Resistive AC-Coupled Silicon Detectors: principles of operation and first results from a combined analysis of beam test and laser data

TL;DR

This paper introduces Resistive AC-Coupled Silicon Detectors (RSDs), a novel LGAD-based sensor technology that enables isotropic charge sharing and achieves high spatial and temporal resolutions demonstrated through laser and beam tests.

Contribution

The paper presents the design, operation principles, and first experimental results of RSDs, a new type of silicon sensor with resistive implants for improved spatial and temporal resolution.

Findings

Spatial resolution between 2.5 and 17 micrometers depending on geometry.

Temporal resolution around 40 picoseconds for 200-micrometer pitch devices.

Successful demonstration of isotropic charge sharing without floating electrodes.

Abstract

This paper presents the principles of operation of Resistive AC-Coupled Silicon Detectors (RSDs) and measurements of the temporal and spatial resolutions using a combined analysis of laser and beam test data.

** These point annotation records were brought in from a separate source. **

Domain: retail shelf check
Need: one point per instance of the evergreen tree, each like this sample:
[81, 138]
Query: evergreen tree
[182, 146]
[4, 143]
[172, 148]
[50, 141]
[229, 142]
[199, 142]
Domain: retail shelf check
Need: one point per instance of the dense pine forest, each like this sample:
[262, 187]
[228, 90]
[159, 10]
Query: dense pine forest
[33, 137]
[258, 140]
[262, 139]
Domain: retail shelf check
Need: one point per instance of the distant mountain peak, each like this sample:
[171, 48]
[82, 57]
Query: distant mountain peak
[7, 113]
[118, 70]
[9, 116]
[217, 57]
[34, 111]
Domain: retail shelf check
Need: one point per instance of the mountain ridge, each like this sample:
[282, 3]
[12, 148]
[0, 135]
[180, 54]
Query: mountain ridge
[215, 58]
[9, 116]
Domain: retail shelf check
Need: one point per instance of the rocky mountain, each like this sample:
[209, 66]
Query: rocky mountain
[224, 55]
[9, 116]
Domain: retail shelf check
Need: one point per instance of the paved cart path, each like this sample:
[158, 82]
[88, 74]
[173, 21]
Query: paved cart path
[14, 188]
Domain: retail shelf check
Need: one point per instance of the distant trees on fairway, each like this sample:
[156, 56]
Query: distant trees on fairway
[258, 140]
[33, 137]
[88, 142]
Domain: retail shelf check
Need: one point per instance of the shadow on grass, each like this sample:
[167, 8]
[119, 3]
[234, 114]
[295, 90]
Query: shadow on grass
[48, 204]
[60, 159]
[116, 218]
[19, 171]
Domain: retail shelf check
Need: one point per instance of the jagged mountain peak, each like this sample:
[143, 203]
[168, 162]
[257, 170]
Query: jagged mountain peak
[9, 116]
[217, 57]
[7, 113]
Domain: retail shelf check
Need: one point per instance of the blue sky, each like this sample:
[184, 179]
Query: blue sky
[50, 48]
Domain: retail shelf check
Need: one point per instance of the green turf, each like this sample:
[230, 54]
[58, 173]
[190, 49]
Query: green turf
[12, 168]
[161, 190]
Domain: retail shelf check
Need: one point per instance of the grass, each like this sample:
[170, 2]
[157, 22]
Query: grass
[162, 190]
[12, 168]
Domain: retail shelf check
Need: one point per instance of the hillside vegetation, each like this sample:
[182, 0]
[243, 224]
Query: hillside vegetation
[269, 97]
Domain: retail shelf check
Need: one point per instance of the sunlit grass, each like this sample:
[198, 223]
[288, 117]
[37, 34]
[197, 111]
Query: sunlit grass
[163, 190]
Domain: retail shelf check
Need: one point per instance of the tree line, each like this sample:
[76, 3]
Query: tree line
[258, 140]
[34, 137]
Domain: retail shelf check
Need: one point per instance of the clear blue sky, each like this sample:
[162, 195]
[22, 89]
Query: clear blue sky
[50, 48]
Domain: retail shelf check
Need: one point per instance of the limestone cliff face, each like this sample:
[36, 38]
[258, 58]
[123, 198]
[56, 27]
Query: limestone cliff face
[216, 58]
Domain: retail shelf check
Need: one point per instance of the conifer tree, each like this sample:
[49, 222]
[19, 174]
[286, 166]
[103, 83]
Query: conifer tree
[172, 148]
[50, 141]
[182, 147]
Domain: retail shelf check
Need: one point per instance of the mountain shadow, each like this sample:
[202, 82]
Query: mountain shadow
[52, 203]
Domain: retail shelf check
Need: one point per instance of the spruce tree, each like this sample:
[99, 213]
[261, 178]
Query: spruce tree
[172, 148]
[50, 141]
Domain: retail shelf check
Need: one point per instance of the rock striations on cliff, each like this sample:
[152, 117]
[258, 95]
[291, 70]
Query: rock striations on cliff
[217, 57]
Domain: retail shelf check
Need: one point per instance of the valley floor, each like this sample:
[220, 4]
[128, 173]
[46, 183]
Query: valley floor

RSDs are a new type of n-in-p silicon sensor based on the Low-Gain Avalanche Diode (LGAD) technology, where the $n^+$ implant has been designed to be resistive, and the read-out is obtained via AC-coupling. The truly innovative feature of RSD is that the signal generated by an impinging particle is shared isotropically among multiple read-out pads without the need for floating electrodes or an external magnetic field. Careful tuning of the coupling oxide thickness and the $n^+$ doping profile is at the basis of the successful functioning of this device. Several RSD matrices with different pad width-pitch geometries have been extensively tested with a laser setup in the Laboratory for Innovative Silicon Sensors in Torino, while a smaller set of devices have been tested at the Fermilab Test Beam Facility with a 120 GeV/c proton beam. The measured spatial resolution ranges between $2.5\; \mu m$ for 70-100 pad-pitch geometry and $17\; \mu m$ with 200-500 matrices, a factor of 10 better than what is achievable in binary read-out ($bin\; size/ \sqrt{12}$). Beam test data show a temporal resolution of $\sim 40\; ps$ for 200-$\mu m$ pitch devices, in line with the best performances of LGAD sensors at the same gain.